Jeff Sullivan at Fangraphs was doing some work recently in an attempt to use Pitch F/X to see if certain teams / hitters were getting more/less favorable strike zones. The basis for this analysis was data from Pitch F/X, which Jeff then translated into a rate statistic of “Difference / 1000.” The explanation in one of his posts on the subject is simple and it seems silly not to quote it here:

“A positive number means a player or team saw more called strikes than expected, and a negative number means a player or team saw fewer called strikes than expected.”

The post also notes that the league average is approximately -5. The caveat is that this data is not perfect because a hitter has much less control over their destiny with regards to where the pitch to them ends up being thrown. Regardless, how did the Yankees starting nine (determined by who accrued the highest number of PAs) fare in these categories?

Derek Jeter – PA : 741 | Diff/ 1000: -6
Alex Rodriguez – PA: 532 | Diff/ 1000: -7
Robinson Cano – PA: 697 | Diff/ 1000:-3
Mark Teixeira – PA: 525 | Diff/ 1000: -2
Curtis Granderson – PA: 685| Diff/ 1000: -5
Raul Ibanez – PA: 425 | Diff/ 1000: -6
Nick Swisher – PA: 624 | Diff/ 1000: -14
Russell Martin – PA: 486 | Diff/ 1000: -15
Eric Chavez – PA: 313| Diff/ 1000: -6

Two thirds of the lineup was “above average” in seeing less called strikes than they “should have.” The umps liked Yankee hitters in 2012.

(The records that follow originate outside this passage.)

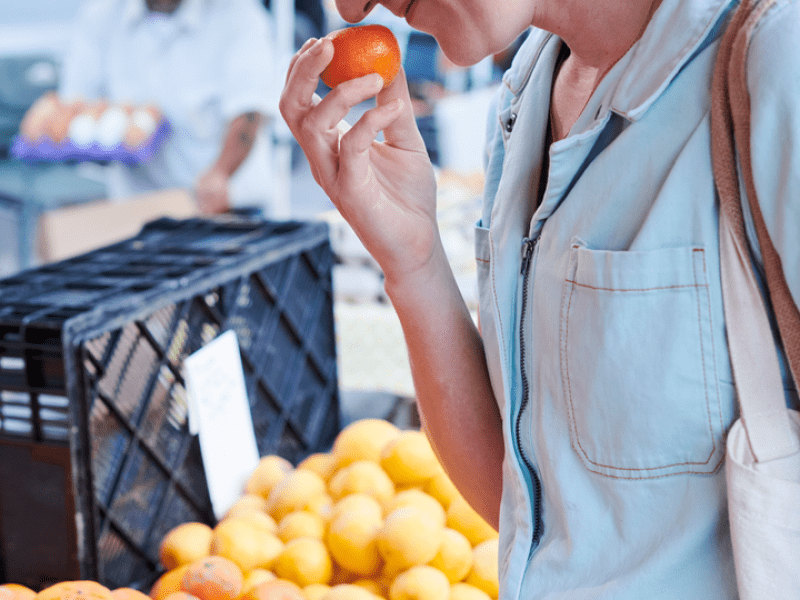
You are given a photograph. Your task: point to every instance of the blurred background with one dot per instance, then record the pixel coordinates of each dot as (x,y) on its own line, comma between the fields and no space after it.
(117,112)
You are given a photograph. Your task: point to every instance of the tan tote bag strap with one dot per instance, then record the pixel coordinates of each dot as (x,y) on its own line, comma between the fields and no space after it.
(755,364)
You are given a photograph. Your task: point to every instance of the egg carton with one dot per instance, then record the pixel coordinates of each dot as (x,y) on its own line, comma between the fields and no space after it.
(46,150)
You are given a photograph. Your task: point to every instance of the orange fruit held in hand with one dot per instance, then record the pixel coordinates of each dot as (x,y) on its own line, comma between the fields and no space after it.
(75,590)
(359,51)
(213,578)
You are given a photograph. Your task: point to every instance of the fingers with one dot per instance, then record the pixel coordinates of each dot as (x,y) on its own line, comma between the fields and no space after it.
(356,143)
(402,132)
(339,101)
(303,78)
(309,42)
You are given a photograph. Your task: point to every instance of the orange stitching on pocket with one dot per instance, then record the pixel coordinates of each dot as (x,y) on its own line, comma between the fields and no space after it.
(713,346)
(496,301)
(666,287)
(573,420)
(703,361)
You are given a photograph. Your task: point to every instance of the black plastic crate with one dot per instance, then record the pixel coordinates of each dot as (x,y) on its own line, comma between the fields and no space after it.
(93,413)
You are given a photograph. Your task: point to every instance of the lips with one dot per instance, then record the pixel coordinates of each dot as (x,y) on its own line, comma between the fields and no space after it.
(407,12)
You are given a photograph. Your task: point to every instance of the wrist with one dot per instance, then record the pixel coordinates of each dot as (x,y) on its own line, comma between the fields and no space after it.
(407,285)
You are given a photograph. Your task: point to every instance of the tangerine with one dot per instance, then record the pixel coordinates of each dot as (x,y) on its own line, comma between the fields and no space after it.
(16,591)
(75,590)
(128,594)
(213,578)
(277,589)
(361,50)
(168,583)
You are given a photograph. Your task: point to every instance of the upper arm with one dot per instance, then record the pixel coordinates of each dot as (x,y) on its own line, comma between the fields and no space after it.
(774,86)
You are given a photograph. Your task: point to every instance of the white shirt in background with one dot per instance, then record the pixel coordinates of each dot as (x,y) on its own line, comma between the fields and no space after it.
(204,65)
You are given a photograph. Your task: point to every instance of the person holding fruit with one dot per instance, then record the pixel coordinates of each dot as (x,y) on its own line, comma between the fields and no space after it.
(586,416)
(205,64)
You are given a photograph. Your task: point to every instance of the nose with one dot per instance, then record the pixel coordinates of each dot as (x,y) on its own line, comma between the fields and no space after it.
(353,11)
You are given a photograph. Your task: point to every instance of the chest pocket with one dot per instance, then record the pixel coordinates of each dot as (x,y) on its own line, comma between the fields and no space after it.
(638,363)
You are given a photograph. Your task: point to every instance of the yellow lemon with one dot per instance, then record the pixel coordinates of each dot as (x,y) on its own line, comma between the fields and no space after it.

However, the Yankees lineup is known for its patience and ability to work the count. Is it possible that the team made its own luck and was getting rewarded for demonstrating relatively more patience? Perhaps. The 2012 Yankees checked in within the Top 5 lowest swing percentages on pitches outside the strike zone for the entirety of Major League Baseball. A consideration of the 100 hitters that demonstrated the best Diff/1000 scores (minimum of 400 PAs) reveals that 67% of them registered an O-Swing percentage that was better than the average for that same group in 2012, which seems to help corroborate the theory.